FDA Allows Test of 'Liquid Cigarette' April 30, 2007
News Summary
Clinical trails are set to begin on "Smoke-Break," a so-called "liquid cigarette" that the manufacturer hopes to market as a smoking-cessation aid.
The Madison (Wis.) Capital Times reported April 27 that the U.S. Food and Drug Administration (FDA) has given the green light for a Milwaukee-based firm to start testing the device, which looks like an unlit cigarette but is filled with a fruit-flavored gel containing nicotine. Rather than inhaling cigarette smoke, the user ingests the gel.
"I was a smoker for 20 years and thought there had to be a better way to quit than the other smoke cessation products on the market," said inventor Brett Roth. "The thing that makes this work is the oral aspect. It is not a patch, pill, lozenge or gum. I wanted to duplicate the act of smoking, without the smoke."
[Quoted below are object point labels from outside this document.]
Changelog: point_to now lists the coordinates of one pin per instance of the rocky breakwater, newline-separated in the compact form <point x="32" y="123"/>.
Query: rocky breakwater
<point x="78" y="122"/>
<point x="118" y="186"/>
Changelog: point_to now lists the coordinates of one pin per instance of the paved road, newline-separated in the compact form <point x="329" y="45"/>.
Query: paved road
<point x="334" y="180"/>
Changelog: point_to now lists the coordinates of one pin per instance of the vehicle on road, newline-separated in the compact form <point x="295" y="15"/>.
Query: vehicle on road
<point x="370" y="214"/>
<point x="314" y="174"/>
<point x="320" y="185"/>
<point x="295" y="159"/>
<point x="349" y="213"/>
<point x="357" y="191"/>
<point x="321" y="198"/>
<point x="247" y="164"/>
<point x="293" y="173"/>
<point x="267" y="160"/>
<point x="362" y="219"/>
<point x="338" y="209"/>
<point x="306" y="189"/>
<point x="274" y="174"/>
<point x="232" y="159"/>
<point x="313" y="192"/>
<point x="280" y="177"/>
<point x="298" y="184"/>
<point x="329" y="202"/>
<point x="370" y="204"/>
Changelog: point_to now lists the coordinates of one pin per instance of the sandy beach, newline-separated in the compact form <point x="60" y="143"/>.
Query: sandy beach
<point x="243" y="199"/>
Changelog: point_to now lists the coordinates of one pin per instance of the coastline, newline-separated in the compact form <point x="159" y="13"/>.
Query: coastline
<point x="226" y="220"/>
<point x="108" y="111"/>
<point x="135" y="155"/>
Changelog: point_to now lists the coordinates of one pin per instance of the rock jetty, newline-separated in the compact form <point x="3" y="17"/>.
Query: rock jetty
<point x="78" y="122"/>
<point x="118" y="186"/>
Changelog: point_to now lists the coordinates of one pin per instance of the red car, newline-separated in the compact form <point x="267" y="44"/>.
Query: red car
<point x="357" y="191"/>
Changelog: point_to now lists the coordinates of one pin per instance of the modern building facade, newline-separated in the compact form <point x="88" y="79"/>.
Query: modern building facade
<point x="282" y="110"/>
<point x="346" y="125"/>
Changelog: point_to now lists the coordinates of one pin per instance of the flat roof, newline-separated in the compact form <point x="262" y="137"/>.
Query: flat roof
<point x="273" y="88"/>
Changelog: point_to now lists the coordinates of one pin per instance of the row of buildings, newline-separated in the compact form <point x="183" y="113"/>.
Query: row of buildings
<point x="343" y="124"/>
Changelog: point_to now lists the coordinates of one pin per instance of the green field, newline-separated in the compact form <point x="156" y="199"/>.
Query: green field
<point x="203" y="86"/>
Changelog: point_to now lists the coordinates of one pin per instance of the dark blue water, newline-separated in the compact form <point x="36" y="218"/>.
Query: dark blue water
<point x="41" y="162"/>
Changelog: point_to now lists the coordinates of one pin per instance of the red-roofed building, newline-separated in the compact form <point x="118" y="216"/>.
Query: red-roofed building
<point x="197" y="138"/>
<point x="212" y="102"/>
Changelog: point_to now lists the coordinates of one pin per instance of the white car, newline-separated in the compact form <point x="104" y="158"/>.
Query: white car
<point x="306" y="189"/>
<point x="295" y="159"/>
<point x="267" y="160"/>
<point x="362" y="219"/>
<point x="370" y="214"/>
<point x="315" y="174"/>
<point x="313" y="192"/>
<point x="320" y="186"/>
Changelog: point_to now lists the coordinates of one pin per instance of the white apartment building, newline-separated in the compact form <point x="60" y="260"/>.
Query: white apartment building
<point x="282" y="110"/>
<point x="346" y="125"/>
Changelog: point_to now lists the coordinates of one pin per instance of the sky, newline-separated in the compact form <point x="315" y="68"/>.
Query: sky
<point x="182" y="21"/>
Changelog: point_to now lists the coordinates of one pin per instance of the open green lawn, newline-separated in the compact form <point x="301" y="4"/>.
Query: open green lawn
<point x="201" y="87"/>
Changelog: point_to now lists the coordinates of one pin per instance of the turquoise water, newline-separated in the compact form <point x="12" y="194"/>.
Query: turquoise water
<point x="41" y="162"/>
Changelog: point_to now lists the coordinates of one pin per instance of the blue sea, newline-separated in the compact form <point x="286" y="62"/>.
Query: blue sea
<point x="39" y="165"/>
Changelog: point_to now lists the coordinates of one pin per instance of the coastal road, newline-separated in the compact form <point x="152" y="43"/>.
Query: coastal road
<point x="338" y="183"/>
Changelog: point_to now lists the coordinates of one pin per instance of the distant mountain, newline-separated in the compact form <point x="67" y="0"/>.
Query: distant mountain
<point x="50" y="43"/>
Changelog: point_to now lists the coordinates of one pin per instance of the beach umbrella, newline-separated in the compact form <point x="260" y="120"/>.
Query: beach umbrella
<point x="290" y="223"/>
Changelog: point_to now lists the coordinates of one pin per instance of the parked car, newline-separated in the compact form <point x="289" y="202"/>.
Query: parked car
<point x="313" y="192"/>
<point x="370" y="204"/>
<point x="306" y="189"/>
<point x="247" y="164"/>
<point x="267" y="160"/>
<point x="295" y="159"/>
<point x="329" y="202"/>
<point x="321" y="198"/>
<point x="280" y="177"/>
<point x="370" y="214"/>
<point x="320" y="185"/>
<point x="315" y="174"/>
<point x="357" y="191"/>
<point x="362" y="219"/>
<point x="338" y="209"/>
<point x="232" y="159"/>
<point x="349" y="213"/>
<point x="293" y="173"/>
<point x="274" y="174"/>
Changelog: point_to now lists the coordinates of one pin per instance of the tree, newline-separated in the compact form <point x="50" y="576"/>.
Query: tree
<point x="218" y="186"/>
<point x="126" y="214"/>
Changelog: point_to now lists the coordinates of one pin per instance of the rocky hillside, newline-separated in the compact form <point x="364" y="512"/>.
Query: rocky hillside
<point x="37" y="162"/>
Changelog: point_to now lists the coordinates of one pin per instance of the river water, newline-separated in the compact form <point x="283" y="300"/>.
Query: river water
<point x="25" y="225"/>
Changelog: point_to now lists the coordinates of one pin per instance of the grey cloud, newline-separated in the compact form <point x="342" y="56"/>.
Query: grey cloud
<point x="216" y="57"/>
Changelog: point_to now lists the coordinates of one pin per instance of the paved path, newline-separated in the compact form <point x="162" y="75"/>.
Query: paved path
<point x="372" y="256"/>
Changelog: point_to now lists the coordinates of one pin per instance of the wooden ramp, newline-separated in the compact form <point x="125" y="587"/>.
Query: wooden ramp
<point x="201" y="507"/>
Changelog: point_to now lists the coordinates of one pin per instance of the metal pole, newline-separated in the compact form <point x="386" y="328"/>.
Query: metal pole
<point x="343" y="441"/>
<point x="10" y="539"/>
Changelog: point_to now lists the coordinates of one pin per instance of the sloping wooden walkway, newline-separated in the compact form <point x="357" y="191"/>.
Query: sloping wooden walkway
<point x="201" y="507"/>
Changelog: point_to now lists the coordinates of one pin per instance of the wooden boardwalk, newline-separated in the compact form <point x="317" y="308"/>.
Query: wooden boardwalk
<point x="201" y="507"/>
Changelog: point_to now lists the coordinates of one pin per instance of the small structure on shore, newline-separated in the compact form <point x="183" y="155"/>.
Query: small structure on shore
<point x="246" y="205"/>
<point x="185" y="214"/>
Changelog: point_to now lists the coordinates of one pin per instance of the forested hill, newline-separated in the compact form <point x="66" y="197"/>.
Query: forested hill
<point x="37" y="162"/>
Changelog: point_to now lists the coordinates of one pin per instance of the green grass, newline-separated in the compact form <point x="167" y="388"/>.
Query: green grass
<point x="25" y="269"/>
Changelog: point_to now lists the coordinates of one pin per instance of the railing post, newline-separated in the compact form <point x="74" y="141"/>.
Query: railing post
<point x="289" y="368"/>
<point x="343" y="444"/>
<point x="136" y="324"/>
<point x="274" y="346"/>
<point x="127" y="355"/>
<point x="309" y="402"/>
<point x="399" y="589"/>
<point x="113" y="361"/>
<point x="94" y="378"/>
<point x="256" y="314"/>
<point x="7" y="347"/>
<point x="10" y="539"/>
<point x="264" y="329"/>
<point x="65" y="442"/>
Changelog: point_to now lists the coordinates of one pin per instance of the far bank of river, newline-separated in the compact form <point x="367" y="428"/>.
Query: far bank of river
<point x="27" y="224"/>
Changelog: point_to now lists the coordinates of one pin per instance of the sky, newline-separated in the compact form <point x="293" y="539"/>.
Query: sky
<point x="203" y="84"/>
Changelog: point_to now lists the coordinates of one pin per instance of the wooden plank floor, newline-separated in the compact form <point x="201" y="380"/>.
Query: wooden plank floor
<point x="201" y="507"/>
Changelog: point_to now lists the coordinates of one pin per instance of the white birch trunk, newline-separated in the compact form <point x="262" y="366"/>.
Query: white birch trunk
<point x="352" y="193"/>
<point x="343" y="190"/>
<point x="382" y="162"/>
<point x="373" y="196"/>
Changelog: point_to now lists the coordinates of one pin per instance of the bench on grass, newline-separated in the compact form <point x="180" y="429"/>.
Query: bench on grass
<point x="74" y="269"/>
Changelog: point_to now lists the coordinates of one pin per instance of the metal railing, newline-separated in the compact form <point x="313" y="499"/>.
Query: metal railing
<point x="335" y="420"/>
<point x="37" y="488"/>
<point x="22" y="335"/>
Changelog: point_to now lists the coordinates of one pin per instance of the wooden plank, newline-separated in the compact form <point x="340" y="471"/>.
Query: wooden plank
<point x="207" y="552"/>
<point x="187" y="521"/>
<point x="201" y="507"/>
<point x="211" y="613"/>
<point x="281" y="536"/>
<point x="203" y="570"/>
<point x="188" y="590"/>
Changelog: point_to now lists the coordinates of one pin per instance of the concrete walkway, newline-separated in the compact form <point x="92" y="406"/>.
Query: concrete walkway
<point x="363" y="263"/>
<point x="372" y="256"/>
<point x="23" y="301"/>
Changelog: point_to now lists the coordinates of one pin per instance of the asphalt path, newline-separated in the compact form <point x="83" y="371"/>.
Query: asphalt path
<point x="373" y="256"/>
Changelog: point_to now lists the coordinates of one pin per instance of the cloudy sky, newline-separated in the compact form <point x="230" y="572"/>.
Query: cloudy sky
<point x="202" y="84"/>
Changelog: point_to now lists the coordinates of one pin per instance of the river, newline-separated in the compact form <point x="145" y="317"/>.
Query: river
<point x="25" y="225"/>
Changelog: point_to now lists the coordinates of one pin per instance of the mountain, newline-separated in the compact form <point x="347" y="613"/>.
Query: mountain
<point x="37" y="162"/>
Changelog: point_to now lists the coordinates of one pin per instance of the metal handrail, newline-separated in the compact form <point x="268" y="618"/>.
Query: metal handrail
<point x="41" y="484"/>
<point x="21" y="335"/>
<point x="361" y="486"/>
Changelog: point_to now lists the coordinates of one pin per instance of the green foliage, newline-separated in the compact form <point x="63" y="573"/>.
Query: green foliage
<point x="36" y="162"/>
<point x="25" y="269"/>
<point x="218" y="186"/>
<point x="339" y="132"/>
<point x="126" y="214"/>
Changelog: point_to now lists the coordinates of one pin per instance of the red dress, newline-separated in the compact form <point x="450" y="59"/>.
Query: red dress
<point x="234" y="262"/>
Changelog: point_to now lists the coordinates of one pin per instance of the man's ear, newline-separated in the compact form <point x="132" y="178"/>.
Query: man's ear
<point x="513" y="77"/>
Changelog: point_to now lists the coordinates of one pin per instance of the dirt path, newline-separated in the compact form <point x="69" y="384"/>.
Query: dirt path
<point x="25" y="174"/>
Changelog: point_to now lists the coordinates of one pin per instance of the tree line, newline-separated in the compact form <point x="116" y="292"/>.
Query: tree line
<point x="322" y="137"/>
Each Smoke-Break tube contains 1.5 milligrams of nicotine, about the same as in a single cigarette.
"I am extremely optimistic that the method of delivery of the nicotine replacement is what makes the difference, the hand-to-mouth action, except you don't inhale it. You don't suck it into your lungs," Olson said. "A lot of it is absorbed right in the mouth, as it is with nicotine gum, which was deemed safe. Hopefully the pattern will be that use will decrease. The person would occasionally want to use the device, but they wouldn't resume smoking."